Media Contact: Todd McLeish 874-7892
URI Theatre examines hate crimes with The Laramie Project
KINGSTON, R.I. -- September 23, 2002 -- URI Theatre kicks off its 2002-2003 season with a production that promises to influence both the mind and the heart. The Rhode Island premiere of The Laramie Project, a play written by Moisés Kaufman and the Members of the Tectonic Theater Project, examines the true story of what happens to a small-town community after a heinous hate crime.
The play runs Oct. 10-12 and Oct. 16-19 at 8 p.m. and Oct. 13 at 5 p.m. Tickets are $12 for general admission, $10 for students/seniors/children. Tickets can be purchased at the Theatre Box Office or by calling 401-874-5843.
Kaufman and his colleagues made six trips to Laramie, Wyo. during the 18 months following the October 1998 murder of 21-year-old, University of Wyoming student Matthew Shepard. Shepard was found tied to a fence, unconscious and brutally beaten because he was gay. He died five days later.
The Laramie Project is the result of 200 interviews conducted with Laramie residents.

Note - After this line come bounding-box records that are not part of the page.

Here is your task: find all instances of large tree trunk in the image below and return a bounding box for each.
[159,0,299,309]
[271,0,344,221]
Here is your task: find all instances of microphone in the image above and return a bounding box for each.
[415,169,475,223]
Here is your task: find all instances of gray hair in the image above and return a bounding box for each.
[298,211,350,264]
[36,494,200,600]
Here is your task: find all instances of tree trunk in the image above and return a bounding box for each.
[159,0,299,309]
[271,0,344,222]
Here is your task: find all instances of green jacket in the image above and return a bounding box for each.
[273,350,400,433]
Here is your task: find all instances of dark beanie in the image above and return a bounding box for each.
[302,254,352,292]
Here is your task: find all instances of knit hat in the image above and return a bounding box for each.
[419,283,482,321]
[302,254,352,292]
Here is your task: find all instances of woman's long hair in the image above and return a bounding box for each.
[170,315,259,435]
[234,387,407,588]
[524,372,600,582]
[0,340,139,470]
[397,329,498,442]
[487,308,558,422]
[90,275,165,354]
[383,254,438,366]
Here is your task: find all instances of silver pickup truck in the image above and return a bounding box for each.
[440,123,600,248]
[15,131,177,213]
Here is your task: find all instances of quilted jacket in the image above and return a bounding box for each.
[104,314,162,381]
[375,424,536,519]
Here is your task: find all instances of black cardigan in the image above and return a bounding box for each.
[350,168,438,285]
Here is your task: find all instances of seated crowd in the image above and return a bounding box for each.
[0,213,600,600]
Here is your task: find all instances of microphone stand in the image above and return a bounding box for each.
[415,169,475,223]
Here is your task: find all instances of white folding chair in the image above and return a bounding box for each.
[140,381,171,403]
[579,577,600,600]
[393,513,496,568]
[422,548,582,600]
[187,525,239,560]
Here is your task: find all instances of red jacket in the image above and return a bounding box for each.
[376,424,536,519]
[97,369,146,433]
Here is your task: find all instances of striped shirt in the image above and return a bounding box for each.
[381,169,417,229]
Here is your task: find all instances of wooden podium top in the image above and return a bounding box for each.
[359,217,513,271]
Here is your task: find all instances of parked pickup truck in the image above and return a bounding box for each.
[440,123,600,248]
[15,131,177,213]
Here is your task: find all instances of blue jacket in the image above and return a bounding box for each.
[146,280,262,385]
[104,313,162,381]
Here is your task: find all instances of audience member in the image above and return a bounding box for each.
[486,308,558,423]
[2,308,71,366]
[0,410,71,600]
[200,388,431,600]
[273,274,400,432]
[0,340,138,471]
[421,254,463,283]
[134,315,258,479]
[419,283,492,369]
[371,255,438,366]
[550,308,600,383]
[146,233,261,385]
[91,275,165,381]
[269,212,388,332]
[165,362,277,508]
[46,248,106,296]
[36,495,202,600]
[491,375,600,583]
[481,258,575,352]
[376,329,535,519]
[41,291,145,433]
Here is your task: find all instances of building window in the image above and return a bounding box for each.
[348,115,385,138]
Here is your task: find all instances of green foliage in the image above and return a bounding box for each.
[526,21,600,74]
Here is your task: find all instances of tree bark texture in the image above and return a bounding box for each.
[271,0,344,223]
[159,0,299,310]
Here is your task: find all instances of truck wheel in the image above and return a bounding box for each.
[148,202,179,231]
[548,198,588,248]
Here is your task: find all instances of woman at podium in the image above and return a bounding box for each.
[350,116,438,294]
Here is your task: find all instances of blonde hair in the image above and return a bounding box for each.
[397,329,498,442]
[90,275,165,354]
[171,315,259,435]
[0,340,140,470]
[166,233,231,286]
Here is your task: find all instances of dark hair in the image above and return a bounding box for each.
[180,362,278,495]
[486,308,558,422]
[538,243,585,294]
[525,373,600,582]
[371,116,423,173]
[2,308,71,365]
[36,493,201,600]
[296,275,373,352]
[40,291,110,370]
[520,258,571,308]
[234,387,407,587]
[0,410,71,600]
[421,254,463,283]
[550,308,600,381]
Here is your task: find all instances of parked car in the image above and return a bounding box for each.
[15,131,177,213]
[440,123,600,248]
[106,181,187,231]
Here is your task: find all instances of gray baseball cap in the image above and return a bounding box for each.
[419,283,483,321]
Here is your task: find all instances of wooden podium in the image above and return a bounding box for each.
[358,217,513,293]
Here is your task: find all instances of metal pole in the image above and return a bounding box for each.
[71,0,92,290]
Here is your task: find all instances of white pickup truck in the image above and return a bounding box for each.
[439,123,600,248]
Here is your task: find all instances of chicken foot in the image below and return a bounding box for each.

The URI production has 12 actors playing 67 roles, challenging the performers with split-second character changes. Director Bryna Wortman, assistant professor of theatre and artistic director of the Island Theatre Company, describes the play as "a theatrical collage that creates a great impact upon its audience because it examines the reactions of ordinary people, both liberal and conservative, both compassionate and not."
The play depicts no acts of violence and even has a touch of humor, according to Wortman.
The Laramie Project was chosen "to open the doors of communication concerning hate crimes and to help people realize that no community is safe from events such as these as long as people refrain from searching their hearts and eliminating the hate that exists there," said Wortman.
Following the plays opening night Oct. 10, there will be a panel discussion and question-and-answer period in celebration of Diversity Week. Panel members are Rev. Jennifer Phillips of St. Augustines Episcopal Church; Protestant Chaplain Hailani Chan-Williams; Father John Soares of the Catholic Center; Jewish Chaplain Naomi Sobel; Kate Monteiro, president of the Alliance for Lesbian and Gay Civil Rights; Andrew Winters, URI assistant to the vice president for GLBT affairs; and Winifred Brownell, dean of the URI College of Arts and Sciences.